本書は当時、差別的な小説として批判され、差別的表現を書き直した改訂版が出版されたとのことである。
しかし、僧侶や教育界に対する風刺の記述も含めて書き直され、差別問題自体が存在しないかのような書きぶりになったのに加え、冒頭に「差別は昔の話である」的な作者の注意書きまで加えられ、結局批判を受けたこともあり、改訂版はその改変自体が差別的作業であったという歴史的分析はされても、小説としては現在評価されていないとのこと。
現在は、初版本が正当に評価され、そこには差別的な表現がたくさん書いてあるのだが、差別問題に関する解説を併行して読む事で、社会の問題を知る事ができるのだということ。

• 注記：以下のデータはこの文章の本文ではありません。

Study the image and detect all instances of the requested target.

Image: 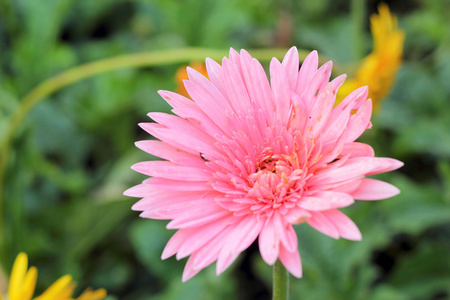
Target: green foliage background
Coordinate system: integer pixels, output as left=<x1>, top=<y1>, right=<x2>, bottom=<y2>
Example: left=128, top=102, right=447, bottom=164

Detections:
left=0, top=0, right=450, bottom=300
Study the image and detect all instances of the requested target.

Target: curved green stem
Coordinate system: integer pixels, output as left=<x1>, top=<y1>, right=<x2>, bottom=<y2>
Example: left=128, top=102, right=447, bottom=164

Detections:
left=272, top=260, right=289, bottom=300
left=0, top=48, right=336, bottom=268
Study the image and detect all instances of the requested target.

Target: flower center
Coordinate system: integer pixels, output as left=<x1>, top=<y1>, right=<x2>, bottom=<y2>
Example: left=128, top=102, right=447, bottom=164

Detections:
left=247, top=147, right=305, bottom=208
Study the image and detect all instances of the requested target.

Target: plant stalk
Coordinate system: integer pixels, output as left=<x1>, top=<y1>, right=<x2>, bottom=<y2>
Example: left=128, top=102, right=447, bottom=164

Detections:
left=272, top=260, right=289, bottom=300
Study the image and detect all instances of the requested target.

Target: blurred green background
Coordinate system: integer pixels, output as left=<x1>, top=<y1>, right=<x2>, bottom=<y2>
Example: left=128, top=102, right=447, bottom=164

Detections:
left=0, top=0, right=450, bottom=300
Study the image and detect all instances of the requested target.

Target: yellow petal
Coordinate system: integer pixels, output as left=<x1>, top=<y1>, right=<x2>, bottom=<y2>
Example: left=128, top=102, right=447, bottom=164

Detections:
left=19, top=267, right=37, bottom=300
left=8, top=252, right=28, bottom=300
left=76, top=288, right=106, bottom=300
left=336, top=3, right=405, bottom=111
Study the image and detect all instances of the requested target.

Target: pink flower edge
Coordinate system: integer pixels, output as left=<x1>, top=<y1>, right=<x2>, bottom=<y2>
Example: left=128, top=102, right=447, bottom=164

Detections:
left=124, top=47, right=403, bottom=281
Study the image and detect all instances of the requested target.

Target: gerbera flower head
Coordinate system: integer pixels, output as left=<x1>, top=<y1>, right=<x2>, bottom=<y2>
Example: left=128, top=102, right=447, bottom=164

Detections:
left=0, top=252, right=106, bottom=300
left=125, top=47, right=402, bottom=281
left=338, top=3, right=405, bottom=109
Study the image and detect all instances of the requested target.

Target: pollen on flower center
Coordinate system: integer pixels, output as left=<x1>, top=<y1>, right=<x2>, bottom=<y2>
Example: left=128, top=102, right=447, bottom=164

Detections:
left=247, top=147, right=305, bottom=208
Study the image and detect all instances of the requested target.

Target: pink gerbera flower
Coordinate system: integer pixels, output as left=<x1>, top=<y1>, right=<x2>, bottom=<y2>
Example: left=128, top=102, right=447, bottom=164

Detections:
left=125, top=47, right=403, bottom=281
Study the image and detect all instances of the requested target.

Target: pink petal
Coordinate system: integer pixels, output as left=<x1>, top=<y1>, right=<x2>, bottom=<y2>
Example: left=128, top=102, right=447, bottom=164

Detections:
left=131, top=160, right=211, bottom=181
left=333, top=86, right=369, bottom=114
left=273, top=212, right=297, bottom=252
left=282, top=46, right=299, bottom=91
left=341, top=142, right=375, bottom=157
left=251, top=59, right=275, bottom=124
left=284, top=206, right=311, bottom=225
left=138, top=123, right=198, bottom=155
left=184, top=81, right=233, bottom=128
left=191, top=226, right=234, bottom=270
left=295, top=50, right=319, bottom=95
left=279, top=245, right=302, bottom=278
left=181, top=256, right=202, bottom=282
left=139, top=177, right=212, bottom=191
left=135, top=140, right=205, bottom=167
left=170, top=218, right=232, bottom=259
left=158, top=91, right=223, bottom=136
left=222, top=59, right=252, bottom=115
left=205, top=57, right=225, bottom=95
left=298, top=191, right=355, bottom=211
left=347, top=99, right=372, bottom=142
left=166, top=204, right=231, bottom=229
left=259, top=219, right=280, bottom=265
left=367, top=157, right=403, bottom=175
left=322, top=209, right=362, bottom=241
left=270, top=58, right=291, bottom=124
left=302, top=61, right=335, bottom=112
left=310, top=157, right=401, bottom=185
left=306, top=85, right=336, bottom=137
left=352, top=178, right=400, bottom=200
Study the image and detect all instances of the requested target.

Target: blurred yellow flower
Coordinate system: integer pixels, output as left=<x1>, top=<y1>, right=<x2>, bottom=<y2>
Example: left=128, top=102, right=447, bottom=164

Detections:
left=0, top=252, right=106, bottom=300
left=175, top=61, right=208, bottom=97
left=336, top=3, right=405, bottom=110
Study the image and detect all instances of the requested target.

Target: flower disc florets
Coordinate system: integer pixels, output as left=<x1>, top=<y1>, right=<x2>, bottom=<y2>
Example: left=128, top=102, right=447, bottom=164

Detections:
left=125, top=48, right=402, bottom=280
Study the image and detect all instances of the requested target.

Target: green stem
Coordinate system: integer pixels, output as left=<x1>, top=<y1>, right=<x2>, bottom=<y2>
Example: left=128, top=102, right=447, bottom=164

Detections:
left=0, top=48, right=339, bottom=270
left=351, top=0, right=366, bottom=61
left=272, top=260, right=289, bottom=300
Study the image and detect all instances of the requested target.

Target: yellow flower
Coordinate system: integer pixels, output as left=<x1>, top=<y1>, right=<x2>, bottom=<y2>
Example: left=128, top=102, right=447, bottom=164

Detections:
left=175, top=61, right=208, bottom=97
left=0, top=252, right=106, bottom=300
left=337, top=3, right=405, bottom=110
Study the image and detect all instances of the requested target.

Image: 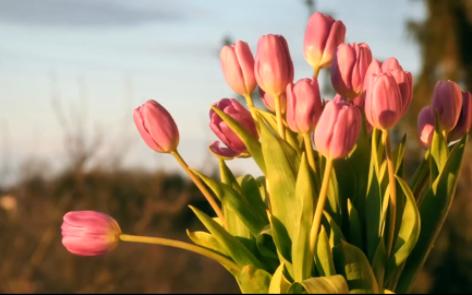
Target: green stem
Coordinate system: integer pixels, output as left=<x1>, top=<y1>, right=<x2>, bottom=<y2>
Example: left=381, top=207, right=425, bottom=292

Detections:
left=309, top=158, right=333, bottom=255
left=303, top=132, right=316, bottom=173
left=120, top=234, right=239, bottom=271
left=382, top=130, right=397, bottom=255
left=171, top=150, right=226, bottom=224
left=274, top=95, right=285, bottom=140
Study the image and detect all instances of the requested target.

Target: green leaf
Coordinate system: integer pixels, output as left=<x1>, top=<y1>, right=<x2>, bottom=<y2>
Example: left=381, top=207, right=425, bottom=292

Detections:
left=387, top=176, right=421, bottom=274
left=237, top=265, right=272, bottom=294
left=347, top=198, right=363, bottom=248
left=393, top=134, right=406, bottom=174
left=269, top=215, right=292, bottom=270
left=259, top=118, right=299, bottom=238
left=186, top=229, right=230, bottom=256
left=292, top=154, right=315, bottom=282
left=194, top=170, right=269, bottom=236
left=269, top=263, right=290, bottom=294
left=315, top=226, right=336, bottom=276
left=334, top=241, right=380, bottom=293
left=397, top=137, right=467, bottom=293
left=289, top=275, right=349, bottom=294
left=237, top=175, right=269, bottom=219
left=212, top=106, right=265, bottom=171
left=189, top=206, right=263, bottom=268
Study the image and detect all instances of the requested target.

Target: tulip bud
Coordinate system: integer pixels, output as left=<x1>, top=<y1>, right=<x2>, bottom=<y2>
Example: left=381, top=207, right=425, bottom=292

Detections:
left=220, top=41, right=256, bottom=96
left=331, top=43, right=372, bottom=99
left=449, top=92, right=472, bottom=141
left=259, top=88, right=287, bottom=114
left=133, top=100, right=179, bottom=153
left=61, top=211, right=121, bottom=256
left=210, top=98, right=257, bottom=157
left=286, top=79, right=322, bottom=133
left=364, top=57, right=413, bottom=117
left=432, top=80, right=462, bottom=131
left=304, top=12, right=346, bottom=69
left=254, top=35, right=294, bottom=97
left=315, top=95, right=362, bottom=159
left=418, top=106, right=435, bottom=148
left=364, top=73, right=403, bottom=129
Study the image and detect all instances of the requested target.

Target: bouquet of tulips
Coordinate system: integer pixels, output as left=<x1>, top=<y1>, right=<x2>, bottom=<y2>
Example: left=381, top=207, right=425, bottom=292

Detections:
left=62, top=13, right=472, bottom=293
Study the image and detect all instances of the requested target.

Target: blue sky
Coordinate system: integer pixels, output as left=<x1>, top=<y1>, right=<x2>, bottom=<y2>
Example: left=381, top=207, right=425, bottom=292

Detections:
left=0, top=0, right=425, bottom=185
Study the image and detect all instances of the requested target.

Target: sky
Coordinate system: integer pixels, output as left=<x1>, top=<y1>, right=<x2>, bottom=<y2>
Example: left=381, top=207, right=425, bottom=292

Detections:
left=0, top=0, right=425, bottom=183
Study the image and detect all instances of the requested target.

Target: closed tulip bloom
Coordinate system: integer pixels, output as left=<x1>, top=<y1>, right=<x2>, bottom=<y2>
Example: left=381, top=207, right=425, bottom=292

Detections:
left=220, top=41, right=256, bottom=96
left=315, top=95, right=362, bottom=159
left=286, top=79, right=323, bottom=133
left=133, top=100, right=179, bottom=153
left=432, top=80, right=462, bottom=131
left=304, top=12, right=346, bottom=69
left=61, top=211, right=121, bottom=256
left=449, top=92, right=472, bottom=140
left=418, top=106, right=434, bottom=148
left=364, top=57, right=413, bottom=117
left=254, top=34, right=294, bottom=96
left=364, top=73, right=403, bottom=129
left=331, top=43, right=372, bottom=99
left=259, top=88, right=287, bottom=114
left=210, top=98, right=257, bottom=157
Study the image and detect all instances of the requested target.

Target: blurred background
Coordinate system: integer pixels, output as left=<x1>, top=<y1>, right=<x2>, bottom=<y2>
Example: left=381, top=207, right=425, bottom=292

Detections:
left=0, top=0, right=472, bottom=293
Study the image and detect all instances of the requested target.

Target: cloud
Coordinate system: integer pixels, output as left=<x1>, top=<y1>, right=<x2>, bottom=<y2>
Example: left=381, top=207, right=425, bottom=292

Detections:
left=0, top=0, right=183, bottom=26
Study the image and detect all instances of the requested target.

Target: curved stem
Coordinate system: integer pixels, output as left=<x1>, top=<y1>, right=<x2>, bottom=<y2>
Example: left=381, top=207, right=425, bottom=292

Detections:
left=274, top=95, right=285, bottom=140
left=120, top=234, right=239, bottom=271
left=244, top=94, right=257, bottom=121
left=382, top=130, right=397, bottom=254
left=309, top=158, right=333, bottom=255
left=303, top=132, right=316, bottom=173
left=171, top=150, right=226, bottom=224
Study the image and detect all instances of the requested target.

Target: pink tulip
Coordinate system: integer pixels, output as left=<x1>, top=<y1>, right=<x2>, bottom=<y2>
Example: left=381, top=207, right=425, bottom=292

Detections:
left=364, top=57, right=413, bottom=117
left=315, top=95, right=362, bottom=159
left=133, top=100, right=179, bottom=153
left=210, top=98, right=257, bottom=158
left=259, top=88, right=287, bottom=114
left=220, top=41, right=256, bottom=96
left=331, top=43, right=372, bottom=99
left=449, top=92, right=472, bottom=140
left=432, top=80, right=462, bottom=131
left=286, top=79, right=322, bottom=133
left=364, top=73, right=403, bottom=129
left=418, top=106, right=434, bottom=148
left=304, top=12, right=346, bottom=69
left=254, top=35, right=294, bottom=97
left=61, top=211, right=121, bottom=256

差別とは、足を踏んでいる人が、足を踏まれている人の痛みに気づかないように、無自覚なことが問題である。


偏見というものを改めて考えてみると、

この小説に出てくる勝野といいう人間は、主人公に偏見を持ち、差別をする人である。
この小説に出てくる校長は、主人公に偏見を持たないが、差別はする人である。
この小説に出てくる生徒やお志保は、主人公に偏見も差別もしない人である。


気になっていたのは、差別をしないが偏見を持つ人物が出てこないことである。
現実社会にはこのタイプが多いのではないか。
性別や年齢や学歴や地位などで態度を変えるタイプのことである。


しかし、本書の解説を最後まで読んで見つけたのである。
差別はしないが偏見を持つ者を。
それは島崎藤村その人であると。
理由は、猪子蓮太郎にこう言わせている。
「いくら吾々が無知な卑しいものだからと言って、踏みつけられるにも程がある」
社会の改革を目指す彼が自分達のことを卑下する発言をするわけないのである。それは島崎藤村の偏見だと私は思う。
彼はまた差別を受ける者たちに「開花した方」「開花しない方」の二通りがあるとも言っていたらしい。
これも偏見の一種だと思う。


差別反対の小説のなかに差別意識がにじみ出てしまうといった失敗が差別問題の根深さと、さらには人間が自分の知識や経験などの枠から自由になることの難しさ、たとえ現実と自我の格闘に勝てたと思ってもその「自我」自体が自由でも何でもない存在だっていう。
それでも考える事は楽しい、人間だもの、と強がってみる。


余裕があれば、アマゾンのレビューを読んで思うところがあれば、感想を継ぎ足そう。